2.2. Le droit aux congés
De nombreuses dispositions législatives ont consacré, ces dernières années, de nouveaux congés qui montrent l'emprise toujours plus forte de la vie privée du salarié sur sa vie professionnelle. On rappellera ainsi que la loi du 25 juillet 1994 a créé le congé pour enfant malade qui permet au salarié de s'absenter de son travail 3 jours par an pour soigner un enfant de moins de 16 ans malade (C. trav., art. L. 122-28-8 N° Lexbase : L5509ACZ). Dans le même esprit, la loi du 9 juin 1999 relative aux soins palliatifs a introduit dans le Code du travail un congé d'accompagnement des personnes en fin de vie (C. trav., art. L. 225-15 N° Lexbase : L7911AIT). Egalement, la loi n° 2001-1246 du 21 décembre 2001 de financement de la Sécurité sociale pour 2002 (N° Lexbase : L0410AW4) a, dans son article 55, consacré l'existence d'un congé de paternité de 11 jours consécutifs, s'ajoutant aux 3 jours légaux, et rémunérés par la Sécurité sociale comme le congé de maternité. Enfin, la loi du 19 janvier 2000 (N° Lexbase : L0988AH3) a introduit dans le Code du travail un article L. 122-24-5 (N° Lexbase : L7925AID) énonçant que "tout salarié atteint d'une maladie grave au sens du 3o et du 4o de l'article L. 322-3 du Code de la Sécurité sociale (N° Lexbase : L5046ADA ) bénéficie d'autorisations d'absence pour suivre les traitements médicaux rendus nécessaires par son état de santé".

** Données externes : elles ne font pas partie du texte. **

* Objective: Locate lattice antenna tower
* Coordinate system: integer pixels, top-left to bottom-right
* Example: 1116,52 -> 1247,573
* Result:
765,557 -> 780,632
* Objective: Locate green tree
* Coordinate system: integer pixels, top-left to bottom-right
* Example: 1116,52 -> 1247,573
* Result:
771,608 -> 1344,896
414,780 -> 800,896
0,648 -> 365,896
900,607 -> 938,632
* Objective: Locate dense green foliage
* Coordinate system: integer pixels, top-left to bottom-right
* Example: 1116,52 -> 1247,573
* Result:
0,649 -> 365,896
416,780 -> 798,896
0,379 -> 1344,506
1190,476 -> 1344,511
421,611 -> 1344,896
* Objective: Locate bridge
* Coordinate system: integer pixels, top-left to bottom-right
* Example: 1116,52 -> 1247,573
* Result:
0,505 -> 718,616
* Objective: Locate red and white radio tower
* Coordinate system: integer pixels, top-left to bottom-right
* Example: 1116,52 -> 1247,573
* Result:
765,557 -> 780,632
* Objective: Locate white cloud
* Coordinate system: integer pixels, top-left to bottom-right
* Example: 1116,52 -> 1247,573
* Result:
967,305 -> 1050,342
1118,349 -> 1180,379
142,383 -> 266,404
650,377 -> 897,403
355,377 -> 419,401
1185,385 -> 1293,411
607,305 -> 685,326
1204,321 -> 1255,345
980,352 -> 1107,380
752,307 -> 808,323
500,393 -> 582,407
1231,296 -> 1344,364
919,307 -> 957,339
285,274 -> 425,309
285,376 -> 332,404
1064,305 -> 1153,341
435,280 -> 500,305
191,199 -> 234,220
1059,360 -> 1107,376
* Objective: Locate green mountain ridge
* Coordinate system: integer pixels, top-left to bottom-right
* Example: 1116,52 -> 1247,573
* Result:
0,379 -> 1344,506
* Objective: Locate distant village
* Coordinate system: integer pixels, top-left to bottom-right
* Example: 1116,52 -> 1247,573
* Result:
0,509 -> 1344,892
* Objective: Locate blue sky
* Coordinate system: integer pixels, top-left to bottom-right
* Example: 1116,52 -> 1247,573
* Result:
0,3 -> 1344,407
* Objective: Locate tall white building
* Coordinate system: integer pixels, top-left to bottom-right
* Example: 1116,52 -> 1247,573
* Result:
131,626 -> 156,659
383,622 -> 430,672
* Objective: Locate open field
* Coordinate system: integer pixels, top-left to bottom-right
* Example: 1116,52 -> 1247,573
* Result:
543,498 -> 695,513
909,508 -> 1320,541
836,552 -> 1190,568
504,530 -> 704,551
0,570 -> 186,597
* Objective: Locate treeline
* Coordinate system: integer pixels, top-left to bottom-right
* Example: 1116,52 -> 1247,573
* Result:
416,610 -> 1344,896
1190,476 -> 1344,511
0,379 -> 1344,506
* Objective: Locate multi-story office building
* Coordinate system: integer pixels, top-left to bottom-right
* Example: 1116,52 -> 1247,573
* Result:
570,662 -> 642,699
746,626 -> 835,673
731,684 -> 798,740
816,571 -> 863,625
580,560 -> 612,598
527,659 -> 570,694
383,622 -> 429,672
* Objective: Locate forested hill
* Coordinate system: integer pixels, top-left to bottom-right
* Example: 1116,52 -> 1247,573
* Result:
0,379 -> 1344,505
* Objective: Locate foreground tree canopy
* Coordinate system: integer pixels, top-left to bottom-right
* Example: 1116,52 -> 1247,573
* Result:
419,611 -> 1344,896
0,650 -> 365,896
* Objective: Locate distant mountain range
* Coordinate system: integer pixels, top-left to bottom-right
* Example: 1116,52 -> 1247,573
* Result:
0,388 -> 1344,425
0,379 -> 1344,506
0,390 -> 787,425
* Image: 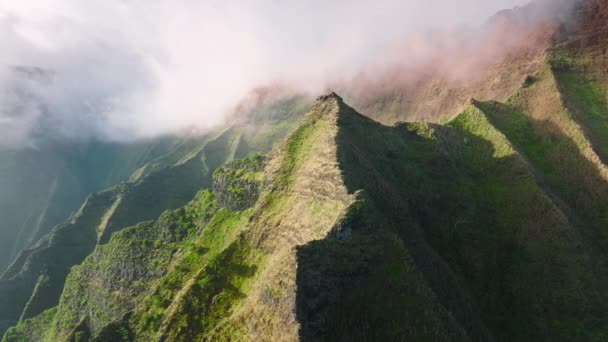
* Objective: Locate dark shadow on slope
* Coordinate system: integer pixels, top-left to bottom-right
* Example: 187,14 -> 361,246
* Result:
296,97 -> 606,341
478,102 -> 608,256
0,130 -> 247,335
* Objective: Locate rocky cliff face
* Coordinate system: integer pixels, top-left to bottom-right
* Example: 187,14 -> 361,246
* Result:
0,0 -> 608,341
5,82 -> 608,341
213,155 -> 264,211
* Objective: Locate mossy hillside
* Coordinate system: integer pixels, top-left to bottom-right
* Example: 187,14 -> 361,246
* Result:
0,190 -> 119,331
450,108 -> 605,340
197,95 -> 354,340
2,307 -> 57,342
480,62 -> 608,261
312,97 -> 595,339
1,191 -> 217,341
130,209 -> 250,341
549,48 -> 608,164
213,155 -> 264,211
0,118 -> 300,340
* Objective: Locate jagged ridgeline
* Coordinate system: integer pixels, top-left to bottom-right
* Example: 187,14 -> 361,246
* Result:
4,82 -> 608,341
0,96 -> 309,335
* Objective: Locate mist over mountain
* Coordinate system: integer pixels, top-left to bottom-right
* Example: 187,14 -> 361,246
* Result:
0,0 -> 558,147
0,0 -> 608,342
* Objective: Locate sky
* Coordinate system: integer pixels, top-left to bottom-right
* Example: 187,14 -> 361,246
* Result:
0,0 -> 548,147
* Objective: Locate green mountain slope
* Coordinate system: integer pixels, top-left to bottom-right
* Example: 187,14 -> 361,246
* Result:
0,98 -> 301,332
5,90 -> 608,341
0,137 -> 187,272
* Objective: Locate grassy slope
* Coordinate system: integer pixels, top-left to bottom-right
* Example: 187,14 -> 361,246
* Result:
4,81 -> 607,341
0,99 -> 301,342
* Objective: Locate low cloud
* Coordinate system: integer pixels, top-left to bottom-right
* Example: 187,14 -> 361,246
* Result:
0,0 -> 568,146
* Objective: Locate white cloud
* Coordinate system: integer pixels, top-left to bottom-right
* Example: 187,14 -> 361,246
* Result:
0,0 -> 548,144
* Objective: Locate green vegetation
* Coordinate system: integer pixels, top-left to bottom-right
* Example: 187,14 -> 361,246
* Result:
0,36 -> 608,341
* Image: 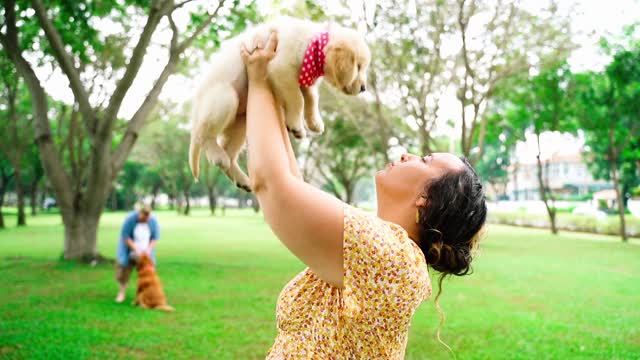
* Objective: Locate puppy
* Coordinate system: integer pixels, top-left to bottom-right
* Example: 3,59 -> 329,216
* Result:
133,254 -> 174,311
189,17 -> 370,191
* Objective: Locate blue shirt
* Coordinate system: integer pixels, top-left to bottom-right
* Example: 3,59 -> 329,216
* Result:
116,210 -> 160,266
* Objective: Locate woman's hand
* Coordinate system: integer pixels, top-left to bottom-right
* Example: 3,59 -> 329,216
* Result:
240,31 -> 278,83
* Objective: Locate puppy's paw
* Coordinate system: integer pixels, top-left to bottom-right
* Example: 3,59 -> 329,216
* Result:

Ces différents exemples montrent que le salarié peut opposer à l'employeur des impératifs familiaux jugés comme légitimes pour se soustraire à son activité professionnelle.
Bibliographie :
- P. Waquet, Pouvoir de direction et libertés des salariés, Dr. soc. 2000, p. 1051
- C. Pizzio-Delaporte, Libertés fondamentales et droits du salarié : le rôle du juge, Dr. Soc. 2001, p. 404
- J.-M. Verdier, Relations de travail et droits fondamentaux, Mélanges P. Drai, Dalloz, 2000, p. 653
- T. Aubert-Montpeyssen, "Les libertés et droit fondamentaux dans l'entreprise : brèves remarques sur quelques évolutions récentes", Mélanges dédiés au Président Michel Despax, PUSS Toulouse, 2002, p. 261.